Colpo di scena: sindaco buonista processato per gestione migranti. Il suo modello non convince.

Il sindaco buonista per eccellenza, Mimmo Lucano dovrà affrontare il processo e dimostrare la sua innocenza davanti a un tribunale. E guardate un po’ perché verrà messo sotto accusa.

Il gup di Locri, Amelia Monteleone, ha disposto il rinvio a giudizio del sindaco di Riace, accusato di favoreggiamento dell’immigrazione clandestina e di abuso d’ufficio.

Il dibattimento inizierà il prossimo 11 giugno. A processo anche gli altri 26 indagati coinvolti nell’inchiesta “Xenia”, che si è concentrata sulla gestione dei migranti nel paesino calabrese diventato simbolo dell’accoglienza.

Per il gup, però, il tanto decantato modello di integrazione voluto da Lucano deve passare al vaglio di un tribunale. Gli avvocati Antonio Mazzone e Andrea Daqua avevano chiesto il non luogo a procedere per il sindaco. La stessa richiesta era stata avanzata anche per la compagna di Lucano, Lemlem Tesfahun.

Quindi Lucano è stato costretto di nuovo ai domiciliari, dopo che la Cassazione, lo scorso 26 febbraio, aveva annullato la misura cautelare.

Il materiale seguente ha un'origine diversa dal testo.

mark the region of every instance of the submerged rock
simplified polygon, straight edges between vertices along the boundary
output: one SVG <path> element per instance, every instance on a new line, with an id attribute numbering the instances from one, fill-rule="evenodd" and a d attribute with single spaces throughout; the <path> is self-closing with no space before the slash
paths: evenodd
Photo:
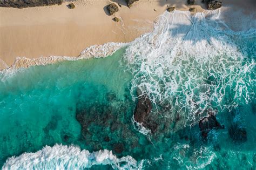
<path id="1" fill-rule="evenodd" d="M 220 8 L 222 6 L 222 2 L 217 1 L 210 1 L 208 2 L 208 9 L 214 10 Z"/>
<path id="2" fill-rule="evenodd" d="M 128 7 L 131 7 L 131 5 L 136 1 L 139 1 L 139 0 L 126 0 L 127 3 L 127 5 Z"/>
<path id="3" fill-rule="evenodd" d="M 170 7 L 170 8 L 168 8 L 167 9 L 167 11 L 168 12 L 170 12 L 173 11 L 174 10 L 174 9 L 175 9 L 175 7 L 174 7 L 174 6 L 173 6 L 173 7 Z"/>
<path id="4" fill-rule="evenodd" d="M 112 15 L 114 13 L 118 12 L 119 10 L 118 6 L 117 6 L 115 3 L 109 4 L 109 6 L 107 6 L 107 9 L 110 15 Z"/>
<path id="5" fill-rule="evenodd" d="M 195 1 L 194 0 L 187 0 L 187 4 L 188 5 L 194 5 Z"/>
<path id="6" fill-rule="evenodd" d="M 228 128 L 228 134 L 235 142 L 244 142 L 247 140 L 246 129 L 239 127 L 237 124 L 230 126 Z"/>
<path id="7" fill-rule="evenodd" d="M 114 21 L 114 22 L 118 22 L 119 21 L 121 21 L 121 19 L 120 19 L 120 18 L 118 18 L 118 17 L 114 17 L 114 18 L 113 18 L 113 20 Z"/>
<path id="8" fill-rule="evenodd" d="M 0 6 L 24 8 L 56 4 L 61 5 L 63 2 L 63 0 L 2 0 L 0 1 Z"/>
<path id="9" fill-rule="evenodd" d="M 135 121 L 141 124 L 144 127 L 150 129 L 151 132 L 154 133 L 158 124 L 149 117 L 152 108 L 151 101 L 146 95 L 139 97 L 134 113 L 134 118 Z"/>
<path id="10" fill-rule="evenodd" d="M 206 139 L 208 133 L 213 128 L 224 129 L 224 125 L 221 125 L 216 119 L 213 112 L 208 113 L 209 116 L 204 117 L 199 121 L 199 128 L 203 138 Z"/>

Il sindaco Lucano, subito dopo la diffusione delle motivazioni della Suprema corte, ha accusato ministro dell’Interno: “Io mi difendo nel processo e non dal processo, non sono scappato come Salvini. Io non ho nessuno, lui invece è forte ma ha avuto paura di farsi processare”.

Lucano, in poco più di un decennio, è riuscito a trasformare Riace nella cittadina dell’accoglienza e dell’integrazione per antonomasia, diventando un simbolo per la sinistra italiana.

Il problema è che proprio quel modello è stato messo nell’occhio del ciclone dalla Prefettura di Reggio Calabria. Indagini che hanno poi portato il ministero dell’Interno alla chiusura del progetto di accoglienza e al trasferimento degli immigrati.

Se qualcosa non quadrava in quel “modello”, perché prendersela con Salvini?